Leeds University’s chief food retailer has launched a maverick store strategy in a plea to tap into the elusive consciences of shoplifting students.
From next week, large bins will be left outside the Union allowing the return of unwanted booty anonymously.
Named project ‘Petty Pilferage’, shop bosses have decided to tackle increasing rates of profit-slashing thefts by attempting to appeal to the charitable nature of fast-fingered looters.
Store manager, Jimmy Fixette, the mastermind behind the corporate’s totally-witty-but-hilariously-relatable campaign slogan “think twice before nicking that chikki slice”, spoke to The Whip.
“The idea behind the new strategy is that, in this day and age, we can’t be seen to be attacking or accusing people of stealing. It’s twenty-bloody-twenty and that sort of malarkey don’t fly anymore.

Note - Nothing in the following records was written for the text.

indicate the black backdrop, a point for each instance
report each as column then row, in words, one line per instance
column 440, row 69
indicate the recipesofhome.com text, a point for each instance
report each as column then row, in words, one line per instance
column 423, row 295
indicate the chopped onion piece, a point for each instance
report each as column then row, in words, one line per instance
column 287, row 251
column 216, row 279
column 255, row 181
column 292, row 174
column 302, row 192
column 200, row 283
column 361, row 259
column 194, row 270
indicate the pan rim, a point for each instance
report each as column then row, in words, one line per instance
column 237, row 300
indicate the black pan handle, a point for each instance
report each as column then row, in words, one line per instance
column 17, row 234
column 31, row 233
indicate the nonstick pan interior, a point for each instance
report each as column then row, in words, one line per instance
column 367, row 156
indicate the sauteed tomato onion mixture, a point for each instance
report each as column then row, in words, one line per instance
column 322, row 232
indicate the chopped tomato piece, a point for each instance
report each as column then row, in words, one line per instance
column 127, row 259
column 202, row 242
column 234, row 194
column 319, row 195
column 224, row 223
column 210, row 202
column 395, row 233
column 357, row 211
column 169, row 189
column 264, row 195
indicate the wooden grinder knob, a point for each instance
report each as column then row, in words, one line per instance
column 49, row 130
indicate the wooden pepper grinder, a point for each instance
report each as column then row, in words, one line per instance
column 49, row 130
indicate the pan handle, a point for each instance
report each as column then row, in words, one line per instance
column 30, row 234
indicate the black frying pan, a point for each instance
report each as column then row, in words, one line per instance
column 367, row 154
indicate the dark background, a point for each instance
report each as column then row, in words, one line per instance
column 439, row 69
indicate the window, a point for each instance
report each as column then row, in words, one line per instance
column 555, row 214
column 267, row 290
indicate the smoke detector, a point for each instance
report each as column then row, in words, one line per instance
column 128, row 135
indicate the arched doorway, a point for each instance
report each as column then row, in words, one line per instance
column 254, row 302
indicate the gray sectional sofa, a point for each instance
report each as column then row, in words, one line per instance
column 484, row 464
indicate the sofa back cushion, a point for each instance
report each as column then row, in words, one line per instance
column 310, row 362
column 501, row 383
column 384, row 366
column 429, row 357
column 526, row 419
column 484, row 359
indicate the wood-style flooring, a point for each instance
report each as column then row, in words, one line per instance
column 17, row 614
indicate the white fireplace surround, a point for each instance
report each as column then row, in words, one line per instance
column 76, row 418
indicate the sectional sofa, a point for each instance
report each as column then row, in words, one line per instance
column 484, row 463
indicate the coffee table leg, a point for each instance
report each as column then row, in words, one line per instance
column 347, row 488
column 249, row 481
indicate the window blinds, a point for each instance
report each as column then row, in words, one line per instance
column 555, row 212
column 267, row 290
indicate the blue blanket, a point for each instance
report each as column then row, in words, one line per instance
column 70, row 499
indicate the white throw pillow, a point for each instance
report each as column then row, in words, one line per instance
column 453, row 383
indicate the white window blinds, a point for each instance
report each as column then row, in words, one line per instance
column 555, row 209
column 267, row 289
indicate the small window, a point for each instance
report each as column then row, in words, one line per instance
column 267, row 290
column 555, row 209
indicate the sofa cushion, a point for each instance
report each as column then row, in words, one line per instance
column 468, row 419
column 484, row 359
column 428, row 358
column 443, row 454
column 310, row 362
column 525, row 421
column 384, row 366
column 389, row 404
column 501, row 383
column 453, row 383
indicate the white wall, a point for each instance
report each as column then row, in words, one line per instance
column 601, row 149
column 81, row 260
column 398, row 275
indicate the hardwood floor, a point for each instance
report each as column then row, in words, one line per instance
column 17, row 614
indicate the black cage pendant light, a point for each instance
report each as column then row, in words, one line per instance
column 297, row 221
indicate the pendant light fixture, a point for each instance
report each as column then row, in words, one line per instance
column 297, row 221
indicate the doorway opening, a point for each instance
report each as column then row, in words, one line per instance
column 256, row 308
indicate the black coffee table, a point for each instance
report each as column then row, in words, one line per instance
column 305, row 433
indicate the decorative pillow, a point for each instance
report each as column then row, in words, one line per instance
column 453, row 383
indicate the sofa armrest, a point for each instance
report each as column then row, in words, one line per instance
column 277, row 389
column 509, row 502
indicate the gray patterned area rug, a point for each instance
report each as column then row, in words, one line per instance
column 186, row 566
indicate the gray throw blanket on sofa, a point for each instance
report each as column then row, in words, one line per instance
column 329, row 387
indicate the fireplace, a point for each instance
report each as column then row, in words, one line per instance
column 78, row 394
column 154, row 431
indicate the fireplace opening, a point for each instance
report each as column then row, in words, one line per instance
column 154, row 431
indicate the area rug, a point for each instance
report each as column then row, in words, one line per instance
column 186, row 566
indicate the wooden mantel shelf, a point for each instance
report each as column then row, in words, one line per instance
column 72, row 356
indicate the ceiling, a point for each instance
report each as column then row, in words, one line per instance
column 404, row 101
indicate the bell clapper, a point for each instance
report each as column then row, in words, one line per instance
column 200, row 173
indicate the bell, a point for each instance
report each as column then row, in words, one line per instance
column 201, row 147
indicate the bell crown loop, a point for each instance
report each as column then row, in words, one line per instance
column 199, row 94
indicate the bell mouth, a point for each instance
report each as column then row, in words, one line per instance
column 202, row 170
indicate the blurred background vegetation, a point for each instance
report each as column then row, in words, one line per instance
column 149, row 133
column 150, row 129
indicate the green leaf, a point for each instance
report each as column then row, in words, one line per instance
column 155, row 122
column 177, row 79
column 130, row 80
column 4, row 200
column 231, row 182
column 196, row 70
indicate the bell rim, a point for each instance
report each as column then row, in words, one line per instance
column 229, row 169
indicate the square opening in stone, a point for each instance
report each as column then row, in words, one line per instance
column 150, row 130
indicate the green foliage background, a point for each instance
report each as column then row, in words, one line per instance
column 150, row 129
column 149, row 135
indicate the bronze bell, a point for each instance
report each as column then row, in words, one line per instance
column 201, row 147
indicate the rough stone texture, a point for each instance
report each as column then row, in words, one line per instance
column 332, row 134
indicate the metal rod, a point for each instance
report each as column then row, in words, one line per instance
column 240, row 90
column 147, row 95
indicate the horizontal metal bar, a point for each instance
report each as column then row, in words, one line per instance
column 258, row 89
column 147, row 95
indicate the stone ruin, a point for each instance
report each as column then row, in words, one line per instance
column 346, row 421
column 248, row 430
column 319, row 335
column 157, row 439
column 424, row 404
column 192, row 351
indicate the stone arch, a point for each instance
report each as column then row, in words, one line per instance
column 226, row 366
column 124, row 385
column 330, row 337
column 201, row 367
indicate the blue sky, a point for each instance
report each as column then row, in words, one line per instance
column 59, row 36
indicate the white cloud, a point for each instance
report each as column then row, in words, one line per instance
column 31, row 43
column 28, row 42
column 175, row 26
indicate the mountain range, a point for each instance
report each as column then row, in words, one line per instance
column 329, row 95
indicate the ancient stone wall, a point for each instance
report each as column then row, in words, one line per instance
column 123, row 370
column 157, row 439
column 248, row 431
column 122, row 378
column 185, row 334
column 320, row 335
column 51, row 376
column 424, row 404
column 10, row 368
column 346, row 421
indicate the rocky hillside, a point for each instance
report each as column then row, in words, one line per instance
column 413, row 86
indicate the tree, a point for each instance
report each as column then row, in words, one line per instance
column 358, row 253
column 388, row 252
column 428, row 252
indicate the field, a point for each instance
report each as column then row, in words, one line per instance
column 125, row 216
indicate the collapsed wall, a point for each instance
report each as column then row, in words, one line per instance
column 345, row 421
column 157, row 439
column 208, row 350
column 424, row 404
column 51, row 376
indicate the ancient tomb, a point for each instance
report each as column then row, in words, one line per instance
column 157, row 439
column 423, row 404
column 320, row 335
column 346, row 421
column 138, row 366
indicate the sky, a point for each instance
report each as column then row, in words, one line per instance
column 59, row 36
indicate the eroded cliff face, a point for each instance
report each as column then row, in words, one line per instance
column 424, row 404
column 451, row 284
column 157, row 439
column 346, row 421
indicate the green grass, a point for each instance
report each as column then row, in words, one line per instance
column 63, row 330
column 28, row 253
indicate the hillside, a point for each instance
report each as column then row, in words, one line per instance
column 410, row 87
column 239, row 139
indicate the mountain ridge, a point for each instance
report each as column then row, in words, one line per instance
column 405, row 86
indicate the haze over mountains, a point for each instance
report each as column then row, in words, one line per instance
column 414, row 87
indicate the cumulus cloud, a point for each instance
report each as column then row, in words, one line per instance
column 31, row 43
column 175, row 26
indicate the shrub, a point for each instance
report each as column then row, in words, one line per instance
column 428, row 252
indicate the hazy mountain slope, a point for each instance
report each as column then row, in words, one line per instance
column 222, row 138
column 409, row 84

“No, we prefer to use terms like ‘borrowing’ or ‘loaning’. This is a new kind of woke warfare we’re playing, attack of the minds and staunch principles.
“Plus, d’you know how much a security guard’s bleedin’ hourly rate is! Now that is criminal!”
The move has been welcomed by students, with many praising the trusting nature of the university retailer as well as the resulting increased access to free food, now available to students without needing to even enter shop premises.